Understanding the cross-sectional area is crucial when finding the volume of solids with specific shapes. In this problem, the cross-sections are squares. These squares are formed perpendicularly on the interval from \(x = 0\) to \(x = 4\). The squares' diagonals stretch between the parabolas \(y = -\sqrt{x}\) and \(y = \sqrt{x}\). This gives the diagonal length as \(2\sqrt{x}\). Once you know the diagonal, you can find the side length using the relationship between a square's diagonal and side: \(d = s\sqrt{2}\). Solving this gives the side \(s = \sqrt{2x}\). The area of the square, which is the cross-sectional area, is then \(A = s^2 = (\sqrt{2x})^2 = 2x\). This area equation \(2x\) becomes integral as it's needed to find the volume of the solid.

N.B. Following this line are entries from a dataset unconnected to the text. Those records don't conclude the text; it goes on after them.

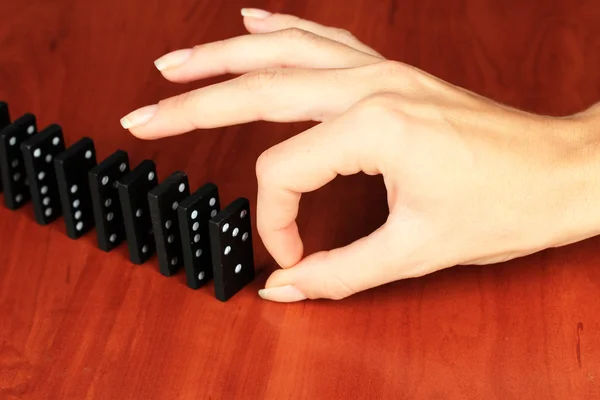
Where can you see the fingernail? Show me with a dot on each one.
(255, 13)
(173, 59)
(138, 117)
(283, 294)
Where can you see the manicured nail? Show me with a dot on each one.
(283, 294)
(255, 13)
(139, 117)
(173, 59)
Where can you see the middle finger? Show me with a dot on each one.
(275, 95)
(286, 48)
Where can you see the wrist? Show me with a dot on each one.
(574, 179)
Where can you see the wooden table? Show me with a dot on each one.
(77, 323)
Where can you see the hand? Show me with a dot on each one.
(469, 181)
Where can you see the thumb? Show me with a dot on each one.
(337, 273)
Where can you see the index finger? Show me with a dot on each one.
(303, 164)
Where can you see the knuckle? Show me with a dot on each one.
(264, 167)
(296, 34)
(393, 68)
(264, 79)
(184, 103)
(383, 104)
(340, 34)
(335, 288)
(402, 76)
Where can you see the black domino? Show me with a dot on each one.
(133, 195)
(194, 214)
(72, 167)
(38, 153)
(164, 201)
(103, 180)
(4, 121)
(231, 246)
(14, 176)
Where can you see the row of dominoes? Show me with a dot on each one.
(183, 228)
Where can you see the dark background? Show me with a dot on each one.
(78, 323)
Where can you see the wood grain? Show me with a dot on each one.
(76, 323)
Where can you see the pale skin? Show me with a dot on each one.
(469, 180)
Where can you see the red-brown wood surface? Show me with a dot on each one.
(77, 323)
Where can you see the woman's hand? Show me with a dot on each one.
(469, 181)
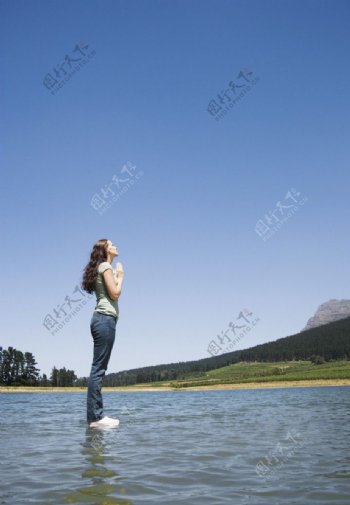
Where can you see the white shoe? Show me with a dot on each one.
(104, 422)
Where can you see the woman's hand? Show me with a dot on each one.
(119, 270)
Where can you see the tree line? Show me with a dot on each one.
(18, 368)
(324, 343)
(319, 345)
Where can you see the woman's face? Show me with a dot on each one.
(112, 249)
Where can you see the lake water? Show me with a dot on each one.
(242, 447)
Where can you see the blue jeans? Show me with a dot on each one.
(102, 329)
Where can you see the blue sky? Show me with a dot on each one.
(185, 228)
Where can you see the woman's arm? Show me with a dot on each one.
(114, 289)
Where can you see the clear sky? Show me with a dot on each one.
(185, 226)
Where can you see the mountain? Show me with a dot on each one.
(327, 312)
(330, 341)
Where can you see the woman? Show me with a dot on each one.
(99, 277)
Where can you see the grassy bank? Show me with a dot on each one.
(238, 376)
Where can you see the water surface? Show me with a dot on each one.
(242, 447)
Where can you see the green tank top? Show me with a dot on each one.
(105, 304)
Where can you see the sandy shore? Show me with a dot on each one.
(132, 389)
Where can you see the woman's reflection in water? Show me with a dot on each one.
(103, 484)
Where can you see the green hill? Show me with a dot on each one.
(329, 342)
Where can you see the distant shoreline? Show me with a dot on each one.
(139, 388)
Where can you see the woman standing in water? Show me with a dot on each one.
(99, 277)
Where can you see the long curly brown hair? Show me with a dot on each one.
(98, 255)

Integration is a powerful concept in calculus used to calculate various properties such as area and volume. In this exercise, integration is necessary to find the total volume of the solid created from the square cross-sections.The solid’s volume \(V\) can be determined by integrating the cross-sectional area over the given interval from \(x = 0\) to \(x = 4\). The integral becomes \[ V = \int_{0}^{4} 2x \, dx. \]This integral represents adding up all the infinitesimal cross-sectional areas \(2x\) along the \(x\)-axis. Solving the integral:

• Find the antiderivative of \(2x\), which is \(x^2\).
• Evaluate the definite integral from \(0\) to \(4\).
• Compute the difference \( \left[ x^2 \right]_{0}^{4} = 16 - 0 = 16 \).

Consequently, the final volume is confirmed to be 16 cubic units, thanks to successfully performing this integration.

Parabolas are curves that can be represented by quadratic equations, and in this problem, they serve as the boundaries between which the squares' diagonals extend. Specifically, we have the parabolas described by \(y = -\sqrt{x}\) and \(y = \sqrt{x}\).These are reflections of each other and form symmetric curves about the \(x\)-axis. As \(x\) increases, the \(y\)-values represent half the length of the diagonal across the middle of these squares. At each \(x\) value, the distance between these parabolas is the full diagonal \(2\sqrt{x}\).Understanding how the parabola affects the formation and size of the square cross-sections is crucial. As \(x\) changes, this diagonal dictates the size of the square and, consequently, the area that gets integrated to find the total volume.